読書な日々

読書をはじめとする日々の雑感

『タルト・タタンの夢』

2015年04月22日 | 作家カ行
近藤史恵『タルト・タタンの夢』(東京創元社、2007年)

この前読んだ『ヴァン・ショーをあなたに』の前の作品のようだ。登場人物や舞台設定などは同じ。三舟シェフ、志村キュイジニエ、ソムリエの金子、ギャルソンの高築の四人。「パ・マル」というフレンチ・レストランが舞台。そこで起きる料理にまつわる事件というほどでもない事件を三舟シェフが見事に推理していくという展開をおきまりのパターンとした小説である。

いったいどんな人がこの小説を面白がって読むのだろうと不思議に思う。フレンチについての薀蓄が語られることもある。それが三舟シェフの謎解きのポイントになっていることが多々あるが、それだからといって、よほどフレンチに興味がなければ、面白いこともなんともない。フレンチに興味があるから手にとって読んでいる私でさえ、へぇーと思うだけで、その推理に特別感心するわけでもない。

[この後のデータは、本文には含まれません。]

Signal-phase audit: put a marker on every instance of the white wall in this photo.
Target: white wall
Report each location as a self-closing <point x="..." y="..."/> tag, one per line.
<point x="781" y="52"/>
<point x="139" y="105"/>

そもそもこの小説で出てくるフレンチを何度も味わった経験がないと、読んでも面白くないだろう。それにフランスならいざしらず、日本で、こんなに客の好き勝手な要求に応えてくれる、それでいてリーズナブルなフレンチ・レストランなんかあるのだろうかと思う。まぁ東京は広いから、あるのかもしれない。

なんだかなーって感じの小説。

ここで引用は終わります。